Generally case, the claim for offshore tax exemption is lodged together with the submission of your profit tax return. For Hong Kong company, the first profits tax return notice will be issued by IRD in 18 months after the date of incorporation.
- The profits tax return has to be filed together with the following documents:
- A certified copy of the Financial Statement and Profit and Loss Account/ Income Statement;
- Auditor’s Report;
- A tax computation with supporting schedules showing how the profits is arrived at;
- Offshore tax exemption application (claim is not automatic. It needs to be applied).
Before you start the operation of offshore tax exemption application, write to IRD and request for Advance Ruling with your intention of applying offshore operation tax exemption is recommended for smoother application.
IRD must request this HK company to provide additional information and documents to support the claim. IRD review transactions and check whether the various activities involved in these transactions were taken place offshore.

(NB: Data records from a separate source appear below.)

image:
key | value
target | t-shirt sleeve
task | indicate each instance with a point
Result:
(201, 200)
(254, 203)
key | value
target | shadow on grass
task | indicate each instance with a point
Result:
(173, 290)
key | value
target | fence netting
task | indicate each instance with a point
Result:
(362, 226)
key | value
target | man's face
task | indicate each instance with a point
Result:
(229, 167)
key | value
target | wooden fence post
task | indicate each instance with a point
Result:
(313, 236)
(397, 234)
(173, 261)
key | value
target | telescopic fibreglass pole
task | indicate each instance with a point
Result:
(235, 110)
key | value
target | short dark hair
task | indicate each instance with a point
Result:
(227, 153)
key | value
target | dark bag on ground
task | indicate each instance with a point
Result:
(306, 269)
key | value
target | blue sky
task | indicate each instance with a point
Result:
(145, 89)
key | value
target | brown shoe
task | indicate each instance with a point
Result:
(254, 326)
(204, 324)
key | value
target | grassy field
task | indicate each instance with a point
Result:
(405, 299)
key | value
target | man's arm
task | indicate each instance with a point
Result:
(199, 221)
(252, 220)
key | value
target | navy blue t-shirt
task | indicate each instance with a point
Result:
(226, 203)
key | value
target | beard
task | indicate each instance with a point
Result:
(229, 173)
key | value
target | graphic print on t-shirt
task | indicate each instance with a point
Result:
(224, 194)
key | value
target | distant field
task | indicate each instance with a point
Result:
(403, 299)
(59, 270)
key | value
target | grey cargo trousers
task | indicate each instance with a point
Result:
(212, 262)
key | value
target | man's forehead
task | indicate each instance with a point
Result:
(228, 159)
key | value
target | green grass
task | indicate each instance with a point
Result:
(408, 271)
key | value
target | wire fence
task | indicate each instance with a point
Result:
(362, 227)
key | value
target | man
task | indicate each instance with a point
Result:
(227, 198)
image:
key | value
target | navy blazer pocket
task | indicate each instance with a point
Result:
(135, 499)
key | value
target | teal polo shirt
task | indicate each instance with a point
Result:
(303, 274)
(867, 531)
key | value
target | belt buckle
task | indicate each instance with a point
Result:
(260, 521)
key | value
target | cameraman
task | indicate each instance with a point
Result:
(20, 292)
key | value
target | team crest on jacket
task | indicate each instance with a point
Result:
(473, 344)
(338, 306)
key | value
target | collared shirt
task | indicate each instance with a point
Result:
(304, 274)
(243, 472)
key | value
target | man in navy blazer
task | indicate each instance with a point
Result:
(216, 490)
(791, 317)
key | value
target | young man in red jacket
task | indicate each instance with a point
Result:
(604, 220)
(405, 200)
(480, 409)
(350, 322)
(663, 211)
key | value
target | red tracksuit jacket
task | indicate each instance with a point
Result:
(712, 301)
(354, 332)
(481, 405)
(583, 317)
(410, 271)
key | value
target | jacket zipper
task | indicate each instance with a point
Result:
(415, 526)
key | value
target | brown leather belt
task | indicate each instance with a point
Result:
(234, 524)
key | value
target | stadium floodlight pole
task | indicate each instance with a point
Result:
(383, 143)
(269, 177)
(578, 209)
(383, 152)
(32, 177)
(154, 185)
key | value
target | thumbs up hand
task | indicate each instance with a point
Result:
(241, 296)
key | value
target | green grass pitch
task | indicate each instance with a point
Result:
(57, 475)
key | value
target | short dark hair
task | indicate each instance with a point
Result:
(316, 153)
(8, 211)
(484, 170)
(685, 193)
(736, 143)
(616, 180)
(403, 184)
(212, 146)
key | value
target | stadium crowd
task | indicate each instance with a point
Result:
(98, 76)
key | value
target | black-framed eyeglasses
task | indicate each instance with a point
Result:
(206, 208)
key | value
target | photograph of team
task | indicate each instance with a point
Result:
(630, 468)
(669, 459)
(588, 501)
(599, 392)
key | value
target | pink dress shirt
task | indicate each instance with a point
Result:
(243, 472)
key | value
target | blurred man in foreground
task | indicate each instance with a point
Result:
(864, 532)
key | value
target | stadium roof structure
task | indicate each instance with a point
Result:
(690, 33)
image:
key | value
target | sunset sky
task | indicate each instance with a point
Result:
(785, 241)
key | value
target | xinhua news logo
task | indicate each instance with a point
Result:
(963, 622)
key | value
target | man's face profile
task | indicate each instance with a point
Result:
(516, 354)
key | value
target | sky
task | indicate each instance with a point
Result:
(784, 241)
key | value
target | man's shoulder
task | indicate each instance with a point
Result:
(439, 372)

The complete transaction records to illustrate the fact that all activities were taken place outside Hong Kong are listed as follows:
- organization chart showing location of offshore operation
- emails, faxes & itemized telephone bills showing to which numbers calls are made to clients / suppliers
- memos of meetings with customers and suppliers
- travel receipts & passport copies showing locations and dates of visit
- purchase orders, sales orders and shipping documents
4) Will I be happier to pay tax in Hong Kong?

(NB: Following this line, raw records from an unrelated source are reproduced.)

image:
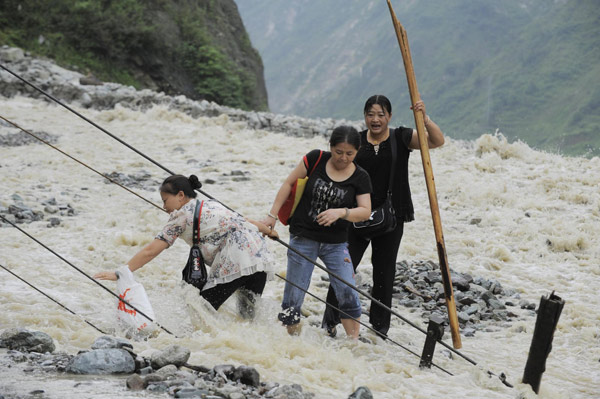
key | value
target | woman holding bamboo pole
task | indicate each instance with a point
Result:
(375, 156)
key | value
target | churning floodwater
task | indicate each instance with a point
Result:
(537, 231)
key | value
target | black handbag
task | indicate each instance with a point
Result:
(383, 218)
(194, 272)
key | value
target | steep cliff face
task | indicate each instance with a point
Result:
(527, 67)
(196, 48)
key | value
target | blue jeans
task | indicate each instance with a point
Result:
(299, 271)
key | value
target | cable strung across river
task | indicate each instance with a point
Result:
(449, 347)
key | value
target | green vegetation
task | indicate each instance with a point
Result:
(529, 68)
(163, 44)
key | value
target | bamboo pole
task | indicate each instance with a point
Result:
(435, 212)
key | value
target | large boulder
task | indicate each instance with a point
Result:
(172, 354)
(102, 361)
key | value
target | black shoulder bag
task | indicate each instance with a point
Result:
(383, 218)
(194, 272)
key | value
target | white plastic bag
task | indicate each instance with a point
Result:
(134, 293)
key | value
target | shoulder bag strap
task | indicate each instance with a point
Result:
(394, 149)
(315, 165)
(197, 215)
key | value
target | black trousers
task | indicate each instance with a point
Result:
(384, 250)
(217, 295)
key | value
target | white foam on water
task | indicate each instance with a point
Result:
(530, 220)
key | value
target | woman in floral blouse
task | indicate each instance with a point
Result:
(231, 245)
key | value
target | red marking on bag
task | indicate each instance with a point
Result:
(122, 305)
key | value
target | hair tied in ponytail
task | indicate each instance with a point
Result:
(195, 182)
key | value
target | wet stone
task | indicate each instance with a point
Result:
(361, 393)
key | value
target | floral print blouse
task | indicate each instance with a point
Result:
(230, 245)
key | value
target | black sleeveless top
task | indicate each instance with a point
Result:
(378, 167)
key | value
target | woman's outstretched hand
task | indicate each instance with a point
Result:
(420, 106)
(106, 276)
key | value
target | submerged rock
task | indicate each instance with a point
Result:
(23, 340)
(102, 361)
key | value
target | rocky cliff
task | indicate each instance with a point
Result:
(196, 48)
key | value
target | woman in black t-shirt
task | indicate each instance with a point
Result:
(375, 157)
(337, 192)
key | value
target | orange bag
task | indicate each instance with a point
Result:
(289, 206)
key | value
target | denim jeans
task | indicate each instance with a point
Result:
(299, 271)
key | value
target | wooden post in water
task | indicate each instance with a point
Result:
(435, 212)
(541, 343)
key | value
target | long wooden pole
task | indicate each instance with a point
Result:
(435, 212)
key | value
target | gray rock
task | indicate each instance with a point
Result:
(26, 341)
(361, 393)
(102, 361)
(247, 375)
(172, 354)
(108, 342)
(135, 382)
(286, 392)
(167, 371)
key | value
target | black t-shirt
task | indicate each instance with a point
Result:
(322, 193)
(378, 166)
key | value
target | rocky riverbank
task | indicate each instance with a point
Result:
(163, 371)
(74, 88)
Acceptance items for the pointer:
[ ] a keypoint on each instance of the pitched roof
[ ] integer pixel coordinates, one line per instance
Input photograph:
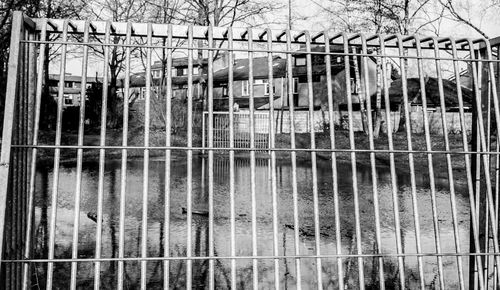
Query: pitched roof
(139, 80)
(73, 78)
(260, 69)
(431, 91)
(180, 62)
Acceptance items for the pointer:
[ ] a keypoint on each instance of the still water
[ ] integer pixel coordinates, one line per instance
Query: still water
(265, 239)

Claiming of offshore-sourced income tax exemption may be a double-edged sword: You can lessen tax liability in Hong Kong but other jurisdictions see this claim as a proof of collecting tax, especially some jurisdictions adopt worldwide taxation system and Hong Kong corporate income taxation is 16.5 percent flat rate.
This aspect involves the discussion of various double taxation treaties which are too far to go. In general, if I’m an offshore entrepreneur resides in a tax jurisdiction which is tight and heavy relative to Hong Kong, I’ll see the advantages of making all of the profit-making transactions take place in Hong Kong and involve my HK company, so I can pay my income tax in Hong Kong when I have to pay tax anyway in somewhere.
Hong Kong is not a zero tax (or tax heaven) for business, but it does offer pro-business advantage e.g. you can write off more expenses against a Hong Kong company, your first step towards global market, you can utilize worldclass banking and financial service in Hong Kong, etc.
Even your HK company has successfully achieved 0 percent of Profits Tax burden due to all of transactions outside of Hong Kong, the company’s director remuneration is fully subject to Salaries Tax (a kind on direct employment income tax in Hong Kong on individuals). Moreover, dividends can only be distributed from the company’s after-tax profit. As a result, tax avoidance by the mean of company’s staff’s remunerations and dividends are impossible in Hong Kong.